🤖 AI Summary
In differentially private (DP) machine learning, significant performance disparities across demographic groups degrade fairness, yet the underlying causes remain poorly understood. Method: We conduct a systematic, causal analysis of the ML pipeline, integrating DP mechanisms, fairness metrics, and empirical paradigms to decompose sources of unfairness. We propose the first end-to-end causal taxonomy for unfairness in DP learning, unifying fragmented definitions of fairness and privacy. Contribution/Results: Our analysis identifies data distribution shift and training set bias as primary drivers of disparate impact—outweighing algorithmic or optimization factors. Crucially, we demonstrate that data-layer properties dominate unfair outcomes. Building on this, we formulate distribution-aware principles for privacy-preserving algorithm design and provide actionable, implementation-ready mitigation strategies.

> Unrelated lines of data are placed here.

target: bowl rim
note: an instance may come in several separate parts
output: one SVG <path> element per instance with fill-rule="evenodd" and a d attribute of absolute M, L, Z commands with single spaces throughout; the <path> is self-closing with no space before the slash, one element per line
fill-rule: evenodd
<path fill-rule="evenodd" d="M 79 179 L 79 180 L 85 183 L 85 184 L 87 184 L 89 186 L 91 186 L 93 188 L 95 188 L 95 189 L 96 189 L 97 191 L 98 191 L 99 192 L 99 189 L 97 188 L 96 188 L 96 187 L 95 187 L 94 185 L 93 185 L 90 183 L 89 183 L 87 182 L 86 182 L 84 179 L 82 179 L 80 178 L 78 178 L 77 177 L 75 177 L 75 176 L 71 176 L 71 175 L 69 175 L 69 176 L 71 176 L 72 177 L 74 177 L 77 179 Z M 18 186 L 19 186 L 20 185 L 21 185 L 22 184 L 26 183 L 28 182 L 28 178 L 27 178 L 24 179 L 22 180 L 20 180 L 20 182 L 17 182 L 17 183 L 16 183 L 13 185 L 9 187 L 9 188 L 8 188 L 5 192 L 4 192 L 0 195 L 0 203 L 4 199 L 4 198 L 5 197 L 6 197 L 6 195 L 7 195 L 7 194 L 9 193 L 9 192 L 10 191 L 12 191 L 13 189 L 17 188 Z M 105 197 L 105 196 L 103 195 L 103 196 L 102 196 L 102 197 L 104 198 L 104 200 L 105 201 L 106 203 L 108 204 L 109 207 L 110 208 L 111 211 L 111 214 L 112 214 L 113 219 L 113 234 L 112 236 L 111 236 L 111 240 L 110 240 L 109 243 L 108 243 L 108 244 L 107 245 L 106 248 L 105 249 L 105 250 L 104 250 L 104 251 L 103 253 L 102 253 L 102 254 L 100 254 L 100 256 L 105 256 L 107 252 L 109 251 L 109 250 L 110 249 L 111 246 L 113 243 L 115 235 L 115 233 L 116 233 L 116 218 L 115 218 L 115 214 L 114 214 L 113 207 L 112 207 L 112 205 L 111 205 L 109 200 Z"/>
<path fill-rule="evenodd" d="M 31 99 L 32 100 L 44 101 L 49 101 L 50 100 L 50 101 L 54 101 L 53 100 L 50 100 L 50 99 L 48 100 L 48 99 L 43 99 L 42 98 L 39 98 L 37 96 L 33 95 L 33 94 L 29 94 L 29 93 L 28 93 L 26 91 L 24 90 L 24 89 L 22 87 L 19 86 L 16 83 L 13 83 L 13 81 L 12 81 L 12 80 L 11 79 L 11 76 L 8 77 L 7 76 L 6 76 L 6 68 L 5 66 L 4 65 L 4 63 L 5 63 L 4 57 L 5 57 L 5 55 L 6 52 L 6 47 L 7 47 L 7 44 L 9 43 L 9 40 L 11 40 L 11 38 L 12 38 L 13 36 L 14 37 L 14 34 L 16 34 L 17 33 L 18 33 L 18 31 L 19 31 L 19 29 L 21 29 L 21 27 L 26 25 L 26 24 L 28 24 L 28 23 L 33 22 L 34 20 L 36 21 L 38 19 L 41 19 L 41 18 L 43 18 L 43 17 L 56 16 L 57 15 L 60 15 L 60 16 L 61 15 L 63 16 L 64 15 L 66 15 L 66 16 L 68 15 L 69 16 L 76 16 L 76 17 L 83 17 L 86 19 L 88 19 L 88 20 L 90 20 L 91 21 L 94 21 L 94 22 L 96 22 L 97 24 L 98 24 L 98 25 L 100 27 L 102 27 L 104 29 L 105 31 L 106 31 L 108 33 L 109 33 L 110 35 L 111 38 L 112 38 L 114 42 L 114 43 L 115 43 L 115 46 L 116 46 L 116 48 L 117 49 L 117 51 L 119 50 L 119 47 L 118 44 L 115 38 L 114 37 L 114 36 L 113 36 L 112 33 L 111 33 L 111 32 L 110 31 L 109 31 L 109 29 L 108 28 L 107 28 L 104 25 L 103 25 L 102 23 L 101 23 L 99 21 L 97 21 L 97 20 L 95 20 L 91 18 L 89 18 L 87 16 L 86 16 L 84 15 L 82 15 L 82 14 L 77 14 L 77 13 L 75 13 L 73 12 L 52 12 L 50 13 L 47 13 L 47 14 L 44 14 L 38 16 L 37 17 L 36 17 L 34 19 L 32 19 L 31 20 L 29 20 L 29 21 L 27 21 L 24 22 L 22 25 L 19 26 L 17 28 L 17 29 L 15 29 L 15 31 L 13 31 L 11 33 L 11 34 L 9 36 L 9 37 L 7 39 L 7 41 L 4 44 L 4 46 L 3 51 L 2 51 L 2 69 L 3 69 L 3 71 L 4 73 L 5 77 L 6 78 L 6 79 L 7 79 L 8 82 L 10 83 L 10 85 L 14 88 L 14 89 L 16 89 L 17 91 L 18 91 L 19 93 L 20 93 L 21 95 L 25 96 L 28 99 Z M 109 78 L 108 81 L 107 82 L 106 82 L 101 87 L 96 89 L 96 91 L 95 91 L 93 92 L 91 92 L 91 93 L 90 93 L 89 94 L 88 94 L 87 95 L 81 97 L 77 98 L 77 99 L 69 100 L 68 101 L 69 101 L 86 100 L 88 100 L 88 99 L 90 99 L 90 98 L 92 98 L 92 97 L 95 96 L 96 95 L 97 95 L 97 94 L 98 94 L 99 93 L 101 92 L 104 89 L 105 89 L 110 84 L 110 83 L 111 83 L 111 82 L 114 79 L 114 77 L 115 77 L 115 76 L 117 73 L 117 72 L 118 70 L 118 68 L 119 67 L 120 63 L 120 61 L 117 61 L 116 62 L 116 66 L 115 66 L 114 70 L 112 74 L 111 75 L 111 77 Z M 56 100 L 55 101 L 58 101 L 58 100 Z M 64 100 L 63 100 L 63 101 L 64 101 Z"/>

This work bridges causal reasoning with DP fairness, offering both theoretical insight and practical guidance for equitable private learning.
📝 Abstract
Differential privacy has emerged as the most studied framework for privacy-preserving machine learning. However, recent studies show that enforcing differential privacy guarantees can not only significantly degrade the utility of the model, but also amplify existing disparities in its predictive performance across demographic groups. Although there is extensive research on the identification of factors that contribute to this phenomenon, we still lack a complete understanding of the mechanisms through which differential privacy exacerbates disparities. The literature on this problem is muddled by varying definitions of fairness, differential privacy mechanisms, and inconsistent experimental settings, often leading to seemingly contradictory results. This survey provides the first comprehensive overview of the factors that contribute to the disparate effect of training models with differential privacy guarantees. We discuss their impact and analyze their causal role in such a disparate effect. Our analysis is guided by a taxonomy that categorizes these factors by their position within the machine learning pipeline, allowing us to draw conclusions about their interaction and the feasibility of potential mitigation strategies. We find that factors related to the training dataset and the underlying distribution play a decisive role in the occurrence of disparate impact, highlighting the need for research on these factors to address the issue.